En el corazón de la Ciudad de México, donde convergen historia, cultura y una vibrante vida urbana, Central Hoteles inicia una nueva etapa en su evolución con el lanzamiento de suites de lujo y un servicio de Butler que redefine la experiencia de hospedaje en el Centro Histórico.
Desde su apertura en 2014 con Zócalo Central, el grupo apostó por proyectar un México contemporáneo y elegante, alejándose de clichés visuales para ofrecer espacios donde el diseño, el arte y el servicio cercano se convierten en protagonistas. A esta visión se sumaron posteriormente Histórico Central y Canadá Central, consolidando un portafolio coherente que hoy figura entre los favoritos de viajeros nacionales e internacionales.

La consistencia del proyecto se refleja en los rankings: los tres hoteles del grupo se mantienen dentro del Top 10 de TripAdvisor entre más de 450 hoteles en la capital, un reconocimiento que, para la marca, representa un punto de partida y no de llegada.
La evolución más reciente se materializa en la incorporación de 20 suites premium: diez con vista directa al Zócalo capitalino en Zócalo Central y diez con vista a la Torre Latinoamericana en Histórico Central. Las habitaciones integran amenidades de alto nivel, como productos de baño Molton Brown, cafeteras Nespresso y ropa de cama de 600 hilos, pero el verdadero diferencial es la introducción de un servicio de Butler diseñado para anticipar y personalizar cada detalle de la estancia.
Patricia Jiménez, directora de ventas y mercadotecnia de Central Hoteles, explica que esta apuesta responde a un nuevo perfil de viajero que busca lujo sin perder autenticidad ni conexión con la ciudad.
“El huésped actual quiere experiencias genuinas y servicio personalizado, pero también quiere sentirse parte del destino. Nuestras suites ofrecen lujo competitivo en pleno Centro Histórico, con tarifas que resultan muy atractivas frente a otras zonas de la ciudad”, señala.
El servicio de Butler incluye desde check-in privado en la habitación hasta coordinación de experiencias, reservas, atención personalizada y apoyo en cualquier necesidad durante la estancia, una propuesta poco común en esta zona de la capital.
Para Jiménez, el valor agregado no solo está en el nivel de servicio, sino en la ubicación y la experiencia cultural que rodea a los hoteles del grupo. “Quien se hospeda aquí quiere caminar, descubrir museos, probar la gastronomía local y vivir la ciudad.
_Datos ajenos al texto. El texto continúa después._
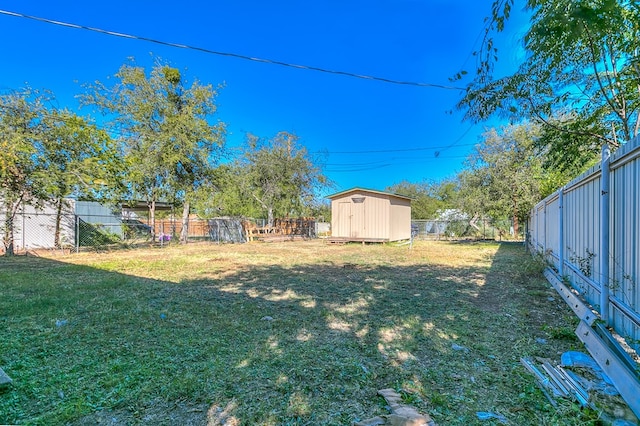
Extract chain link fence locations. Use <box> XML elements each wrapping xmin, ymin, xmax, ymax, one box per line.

El Centro Histórico ofrece justamente esa posibilidad de conexión real con la cultura mexicana”, afirma.

Otro de los grandes diferenciadores sigue siendo Café Central, un deli incluido sin costo adicional para huéspedes que ofrece alimentos y bebidas durante todo el día, desde cafés de especialidad y jugos hasta platillos completos y postres. Un concepto que ha contribuido a la fidelización de clientes y que se ha convertido en sello distintivo del grupo.
El crecimiento de Central Hoteles también acompaña el proceso de transformación del Centro Histórico, que en los últimos años ha visto mejoras en infraestructura, seguridad y oferta cultural y gastronómica, consolidándose como un destino clave para el turismo de placer.

“Estamos viendo un Centro Histórico cada vez más atractivo para el viajero internacional. Nuestro objetivo es seguir elevando la experiencia y demostrar que el lujo también puede vivirse en el corazón cultural de la ciudad”, añade Jiménez.
Con esta nueva oferta, Central Hoteles no solo refuerza su posición como referente de hospitalidad en la zona, sino que también eleva el estándar de servicio en el primer cuadro de la capital, apostando por un lujo cercano, personalizado y profundamente conectado con la esencia de la Ciudad de México.